Organic cotton production also does not use toxic chemicals. This last point is non-negotiable, as pesticides are actually banned in organic cotton production. Instead, crop rotation helps protect plants from disease and other threats, such as pests. Discover the eco-designed slippers by lapantouflebio.com.
Is organic cotton biodegradable?
Cotton being a plant, it is naturally biodegradable. But whether or not this process is environmentally friendly depends on the type of cotton. When non-organic cotton biodegrades, all of the chemicals used to process it flow back into the soil, damaging local habitats. Birds and other animals may end up digesting the toxins.
Organic cotton, on the other hand, is not treated with chemicals. So when it decomposes, it is less harmful to the earth. Organic cotton takes up to five months to biodegrade.
Can cotton be recycled?
Looking to get rid of a cotton garment? There are many possibilities. If the item is still in good condition, there is the obvious solution of donating or selling. Look for local charity shops or use resale apps like Depop or Vinted.

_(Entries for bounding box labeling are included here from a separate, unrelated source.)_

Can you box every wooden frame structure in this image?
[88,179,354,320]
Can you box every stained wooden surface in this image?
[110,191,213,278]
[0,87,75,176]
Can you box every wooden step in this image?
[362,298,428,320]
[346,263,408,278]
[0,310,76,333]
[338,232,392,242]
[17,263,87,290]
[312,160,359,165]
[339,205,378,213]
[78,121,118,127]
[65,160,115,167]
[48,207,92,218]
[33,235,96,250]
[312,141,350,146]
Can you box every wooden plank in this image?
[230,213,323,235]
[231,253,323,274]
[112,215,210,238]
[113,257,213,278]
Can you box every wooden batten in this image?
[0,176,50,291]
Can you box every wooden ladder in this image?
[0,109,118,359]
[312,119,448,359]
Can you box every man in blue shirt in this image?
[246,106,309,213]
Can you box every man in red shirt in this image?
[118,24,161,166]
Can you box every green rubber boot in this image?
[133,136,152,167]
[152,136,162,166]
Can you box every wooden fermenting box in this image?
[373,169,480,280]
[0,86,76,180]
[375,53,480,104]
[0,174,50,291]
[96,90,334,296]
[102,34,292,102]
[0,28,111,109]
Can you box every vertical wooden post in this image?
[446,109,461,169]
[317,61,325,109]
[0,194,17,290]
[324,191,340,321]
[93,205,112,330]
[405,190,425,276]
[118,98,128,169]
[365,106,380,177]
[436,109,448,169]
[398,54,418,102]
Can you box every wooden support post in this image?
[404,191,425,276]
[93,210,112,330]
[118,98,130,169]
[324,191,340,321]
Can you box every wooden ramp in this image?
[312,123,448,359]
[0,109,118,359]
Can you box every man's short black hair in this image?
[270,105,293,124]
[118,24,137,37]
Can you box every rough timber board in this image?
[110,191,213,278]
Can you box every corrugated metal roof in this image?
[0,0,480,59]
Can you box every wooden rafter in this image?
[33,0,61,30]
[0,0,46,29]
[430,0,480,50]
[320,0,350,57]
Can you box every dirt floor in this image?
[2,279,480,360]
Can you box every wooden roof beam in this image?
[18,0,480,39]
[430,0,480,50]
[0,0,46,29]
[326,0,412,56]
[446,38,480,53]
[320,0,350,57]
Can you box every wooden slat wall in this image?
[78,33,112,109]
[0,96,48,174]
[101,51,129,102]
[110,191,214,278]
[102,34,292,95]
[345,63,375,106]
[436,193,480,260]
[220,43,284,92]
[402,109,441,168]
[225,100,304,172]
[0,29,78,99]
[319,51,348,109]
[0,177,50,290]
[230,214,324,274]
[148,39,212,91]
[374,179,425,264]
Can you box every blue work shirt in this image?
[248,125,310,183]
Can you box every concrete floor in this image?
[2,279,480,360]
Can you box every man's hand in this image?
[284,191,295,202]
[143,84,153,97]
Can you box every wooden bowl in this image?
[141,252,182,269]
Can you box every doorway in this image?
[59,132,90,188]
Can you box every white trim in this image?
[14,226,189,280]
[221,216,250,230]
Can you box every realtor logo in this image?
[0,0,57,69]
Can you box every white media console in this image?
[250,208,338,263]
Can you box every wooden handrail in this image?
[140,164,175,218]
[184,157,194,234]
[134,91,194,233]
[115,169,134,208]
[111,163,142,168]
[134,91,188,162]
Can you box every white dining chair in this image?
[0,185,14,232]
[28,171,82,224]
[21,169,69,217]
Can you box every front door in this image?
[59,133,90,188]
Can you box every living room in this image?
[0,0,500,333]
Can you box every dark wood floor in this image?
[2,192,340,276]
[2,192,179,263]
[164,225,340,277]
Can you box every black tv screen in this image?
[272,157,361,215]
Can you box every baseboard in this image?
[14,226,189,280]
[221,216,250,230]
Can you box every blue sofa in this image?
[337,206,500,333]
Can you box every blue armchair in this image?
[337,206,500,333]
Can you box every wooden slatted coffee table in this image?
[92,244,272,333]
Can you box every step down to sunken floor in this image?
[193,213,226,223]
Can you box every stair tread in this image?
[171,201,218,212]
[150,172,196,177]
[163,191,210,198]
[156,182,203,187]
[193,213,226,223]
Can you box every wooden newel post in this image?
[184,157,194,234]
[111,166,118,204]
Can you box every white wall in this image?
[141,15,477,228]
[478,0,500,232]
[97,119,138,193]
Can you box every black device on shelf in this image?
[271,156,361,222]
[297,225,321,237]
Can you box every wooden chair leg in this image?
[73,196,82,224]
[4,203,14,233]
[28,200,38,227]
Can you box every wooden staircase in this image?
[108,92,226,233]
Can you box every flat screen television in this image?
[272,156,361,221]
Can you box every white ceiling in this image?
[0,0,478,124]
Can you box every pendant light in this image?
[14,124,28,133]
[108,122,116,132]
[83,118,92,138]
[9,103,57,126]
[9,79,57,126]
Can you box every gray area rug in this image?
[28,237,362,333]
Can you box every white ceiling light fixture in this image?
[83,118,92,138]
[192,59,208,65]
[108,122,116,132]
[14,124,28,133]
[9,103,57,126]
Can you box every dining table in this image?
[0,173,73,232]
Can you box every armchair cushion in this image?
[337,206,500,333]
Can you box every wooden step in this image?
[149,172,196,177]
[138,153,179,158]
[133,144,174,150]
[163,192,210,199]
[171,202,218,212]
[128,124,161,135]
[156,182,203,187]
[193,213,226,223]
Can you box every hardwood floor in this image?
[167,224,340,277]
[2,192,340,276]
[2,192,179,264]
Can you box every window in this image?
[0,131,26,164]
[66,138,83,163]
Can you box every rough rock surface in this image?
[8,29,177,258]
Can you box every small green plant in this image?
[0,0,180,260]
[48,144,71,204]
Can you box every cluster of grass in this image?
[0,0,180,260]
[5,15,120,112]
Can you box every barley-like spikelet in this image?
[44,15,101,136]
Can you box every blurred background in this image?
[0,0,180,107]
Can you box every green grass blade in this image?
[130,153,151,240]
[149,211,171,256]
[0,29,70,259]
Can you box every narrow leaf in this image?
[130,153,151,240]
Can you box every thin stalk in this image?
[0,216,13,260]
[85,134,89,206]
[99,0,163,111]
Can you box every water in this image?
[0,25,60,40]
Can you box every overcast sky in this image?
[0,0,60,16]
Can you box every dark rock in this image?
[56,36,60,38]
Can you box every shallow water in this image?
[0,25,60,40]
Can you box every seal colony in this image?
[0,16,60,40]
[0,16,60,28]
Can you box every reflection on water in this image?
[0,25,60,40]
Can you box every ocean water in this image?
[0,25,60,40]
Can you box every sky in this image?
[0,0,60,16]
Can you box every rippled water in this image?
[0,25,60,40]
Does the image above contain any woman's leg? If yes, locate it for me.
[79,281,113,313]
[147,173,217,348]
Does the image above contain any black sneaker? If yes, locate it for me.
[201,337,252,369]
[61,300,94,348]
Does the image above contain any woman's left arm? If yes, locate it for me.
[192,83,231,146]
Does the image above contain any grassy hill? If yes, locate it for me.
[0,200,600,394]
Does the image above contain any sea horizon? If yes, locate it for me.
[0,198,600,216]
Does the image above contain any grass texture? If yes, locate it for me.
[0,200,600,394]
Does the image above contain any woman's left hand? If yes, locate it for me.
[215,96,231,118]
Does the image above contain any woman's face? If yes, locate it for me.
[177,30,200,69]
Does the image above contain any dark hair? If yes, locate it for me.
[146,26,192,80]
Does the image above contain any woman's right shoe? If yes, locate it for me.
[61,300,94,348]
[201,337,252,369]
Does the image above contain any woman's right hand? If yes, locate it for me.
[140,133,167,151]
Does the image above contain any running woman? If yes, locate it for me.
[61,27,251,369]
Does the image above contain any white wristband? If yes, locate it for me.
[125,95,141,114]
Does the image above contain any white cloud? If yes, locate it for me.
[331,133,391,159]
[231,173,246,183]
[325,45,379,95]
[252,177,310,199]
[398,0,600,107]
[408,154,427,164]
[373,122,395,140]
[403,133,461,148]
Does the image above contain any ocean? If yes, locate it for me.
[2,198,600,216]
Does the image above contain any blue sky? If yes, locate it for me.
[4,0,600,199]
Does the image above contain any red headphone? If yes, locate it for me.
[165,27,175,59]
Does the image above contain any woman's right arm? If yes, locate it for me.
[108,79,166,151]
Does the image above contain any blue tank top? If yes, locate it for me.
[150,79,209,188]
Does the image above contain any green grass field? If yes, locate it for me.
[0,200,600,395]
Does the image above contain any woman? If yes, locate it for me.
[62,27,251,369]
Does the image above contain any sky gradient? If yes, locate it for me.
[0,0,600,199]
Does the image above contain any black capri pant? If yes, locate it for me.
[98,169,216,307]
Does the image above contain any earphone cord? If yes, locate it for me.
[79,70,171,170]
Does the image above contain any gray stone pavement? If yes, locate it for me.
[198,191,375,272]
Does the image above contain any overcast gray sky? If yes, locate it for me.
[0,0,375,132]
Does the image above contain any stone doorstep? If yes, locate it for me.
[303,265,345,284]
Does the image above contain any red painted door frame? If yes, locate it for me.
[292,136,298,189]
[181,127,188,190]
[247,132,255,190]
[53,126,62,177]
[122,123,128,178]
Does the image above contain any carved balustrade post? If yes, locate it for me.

If the item is no longer in reasonable condition, you can also check with your local town hall to find out if they accept the clothes for recycling. Some retailers, like H&M and The North Face, accept old clothes for recycling.
Cotton recycling is not a perfect process. According to CottonWorks, an industry resource, cotton must be mixed with other fibers to be made into a new yarn. This blend is necessary to ensure the strength and durability of the cotton, but it cannot be permanently recycled.
One solution is to buy products that are built to last. organic cotton will last longer than conventional cotton because its quality is much better.
Currently, less than one percent of the cotton used worldwide is organic. But Liesl Truscott, director of Europe and materials strategy at Textile Exchange, says consumers can help change that by showing demand and supporting brands that choose organic over conventional.
She told Vogue Australia: “It's about big business investing in supply and creating demand. We need them to improve continuously”.